Phagocytosis Is A Mechanism of Action for Daratumumab

Abstract 4054

Daratumumab (DARA) is a human IgG1 CD38 antibody with broad-spectrum killing activity. DARA induces killing of CD38-expressing tumor cells, including fresh cells from multiple myeloma (MM) patient samples, via diverse mechanisms. These prominently include the Fc-dependent effector mechanisms complement-dependent cytotoxicity (CDC) and antibody-dependent cell-mediated cytotoxicity (ADCC) (de Weers et al. J. Immunol. 2011). In this study we show that DARA is also able to induce tumor cell killing via antibody-dependent cellular phagocytosis (ADCP) as an additional Fc-dependent effector mechanism.

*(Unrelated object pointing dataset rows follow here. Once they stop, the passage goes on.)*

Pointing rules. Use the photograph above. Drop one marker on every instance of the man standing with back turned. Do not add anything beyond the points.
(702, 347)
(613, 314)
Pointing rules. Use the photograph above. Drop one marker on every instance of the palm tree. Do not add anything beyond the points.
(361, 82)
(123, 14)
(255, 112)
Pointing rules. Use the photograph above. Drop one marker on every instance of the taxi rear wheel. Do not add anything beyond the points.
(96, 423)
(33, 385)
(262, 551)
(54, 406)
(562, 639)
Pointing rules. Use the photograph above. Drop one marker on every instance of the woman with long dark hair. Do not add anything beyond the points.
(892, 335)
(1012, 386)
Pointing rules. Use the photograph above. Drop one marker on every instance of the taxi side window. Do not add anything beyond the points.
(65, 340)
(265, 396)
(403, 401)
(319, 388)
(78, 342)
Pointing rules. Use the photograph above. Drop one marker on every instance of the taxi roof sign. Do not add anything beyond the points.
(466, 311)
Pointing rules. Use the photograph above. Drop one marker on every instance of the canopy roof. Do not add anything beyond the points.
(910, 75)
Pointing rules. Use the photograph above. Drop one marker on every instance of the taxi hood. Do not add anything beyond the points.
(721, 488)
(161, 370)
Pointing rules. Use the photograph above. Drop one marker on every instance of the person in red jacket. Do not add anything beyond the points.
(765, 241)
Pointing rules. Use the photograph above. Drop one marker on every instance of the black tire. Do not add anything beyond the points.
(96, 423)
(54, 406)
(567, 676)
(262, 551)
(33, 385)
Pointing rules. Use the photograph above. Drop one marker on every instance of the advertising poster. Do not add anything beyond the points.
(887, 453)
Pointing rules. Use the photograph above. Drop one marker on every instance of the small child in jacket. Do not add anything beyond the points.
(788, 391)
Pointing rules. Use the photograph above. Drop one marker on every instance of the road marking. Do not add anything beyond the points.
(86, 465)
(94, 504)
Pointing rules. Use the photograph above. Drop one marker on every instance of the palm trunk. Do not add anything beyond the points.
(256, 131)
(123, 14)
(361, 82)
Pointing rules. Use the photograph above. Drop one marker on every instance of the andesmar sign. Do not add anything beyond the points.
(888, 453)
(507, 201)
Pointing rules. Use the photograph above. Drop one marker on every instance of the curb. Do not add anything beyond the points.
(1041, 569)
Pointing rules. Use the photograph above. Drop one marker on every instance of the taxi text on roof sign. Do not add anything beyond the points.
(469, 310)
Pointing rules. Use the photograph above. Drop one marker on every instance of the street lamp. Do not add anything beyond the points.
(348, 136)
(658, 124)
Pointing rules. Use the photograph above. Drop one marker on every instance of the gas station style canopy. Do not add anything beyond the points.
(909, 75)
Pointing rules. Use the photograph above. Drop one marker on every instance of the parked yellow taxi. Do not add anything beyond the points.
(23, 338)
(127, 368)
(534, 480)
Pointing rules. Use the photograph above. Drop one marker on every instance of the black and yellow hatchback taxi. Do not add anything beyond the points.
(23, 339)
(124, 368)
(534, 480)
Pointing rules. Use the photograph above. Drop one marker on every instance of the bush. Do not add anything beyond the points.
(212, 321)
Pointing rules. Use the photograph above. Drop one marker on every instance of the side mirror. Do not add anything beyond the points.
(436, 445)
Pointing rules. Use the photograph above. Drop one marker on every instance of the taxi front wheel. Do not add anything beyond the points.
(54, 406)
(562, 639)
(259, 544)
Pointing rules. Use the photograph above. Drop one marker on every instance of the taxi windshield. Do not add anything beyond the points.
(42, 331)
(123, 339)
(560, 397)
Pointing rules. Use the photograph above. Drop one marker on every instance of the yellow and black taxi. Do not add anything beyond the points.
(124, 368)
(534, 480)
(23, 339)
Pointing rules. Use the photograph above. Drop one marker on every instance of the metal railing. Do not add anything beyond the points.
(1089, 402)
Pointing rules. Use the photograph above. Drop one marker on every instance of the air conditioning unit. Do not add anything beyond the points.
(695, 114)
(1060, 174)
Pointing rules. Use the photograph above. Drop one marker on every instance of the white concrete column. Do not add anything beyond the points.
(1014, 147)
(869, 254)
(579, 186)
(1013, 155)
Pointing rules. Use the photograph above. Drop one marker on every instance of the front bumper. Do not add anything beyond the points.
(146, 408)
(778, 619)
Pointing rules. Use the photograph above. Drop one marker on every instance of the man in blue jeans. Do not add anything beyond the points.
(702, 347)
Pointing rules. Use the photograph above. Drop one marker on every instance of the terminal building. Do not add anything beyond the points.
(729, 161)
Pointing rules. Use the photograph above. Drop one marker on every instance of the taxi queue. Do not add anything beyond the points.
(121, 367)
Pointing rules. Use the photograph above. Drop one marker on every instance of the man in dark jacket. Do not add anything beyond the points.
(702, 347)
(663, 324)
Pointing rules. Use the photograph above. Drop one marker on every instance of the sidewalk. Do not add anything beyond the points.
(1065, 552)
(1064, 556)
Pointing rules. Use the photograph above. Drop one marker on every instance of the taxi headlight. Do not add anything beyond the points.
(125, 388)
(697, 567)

In a first set of experiments, we studied ADCP with human macrophages as effector cells. Calcein-AM-labeled Daudi tumor cells, a Burkitt's lymphoma cell line, were mixed with human macrophages in the absence or presence of DARA. Specific DARA-induced phagocytosis was analyzed in flow cytometry by measuring the percentage of calcein-AM+/CD11b+ double-positive (DP) macrophages. Both classical GM-CSF activated and alternative M-CSF activated macrophages mediated DARA-specific ADCP of the Burkitt's lymphoma cells. To further explore the in vivo contribution of ADCP in the mechanism of action (MoA) of DARA, we studied DARA mediated phagocytosis with murine macrophages. In vitro ADCP with M-CSF-stimulated bone marrow-derived murine macrophages showed a dose-dependent DARA-specific effect on the Burkitt's lymphoma cell lines Ramos and Daudi, resulting in up to 24% and 43% DP macrophages and a 25% and 50% tumor cell reduction, respectively. Furthermore, dose-dependent DARA-specific phagocytosis was observed with patient-derived MM cell lines L363 and UM9, which were transduced with CD38 to obtain levels CD38 expression as they are generally observed in primary MM patient samples. With life-cell imaging we found that ADCP of Daudi and Ramos cells occurred very rapid and efficiently. Interestingly, our recordings document that single macrophages could engage multiple target cells and that they were able to engulf up to six tumor cells sequentially in a 30 min period. This suggests that ADCP might be a very potent MoA of DARA in vivo, which we are currently studying in a mouse xenograft model.

In conclusion, in addition to CDC and ADCC, we now show that DARA can also induce killing of CD38 expressing tumor cells via phagocytosis. This very fast and potent MoA might contribute to the treatment efficacy of DARA in hematological tumors, especially at sites where high numbers of macrophages reside, such as the bone marrow.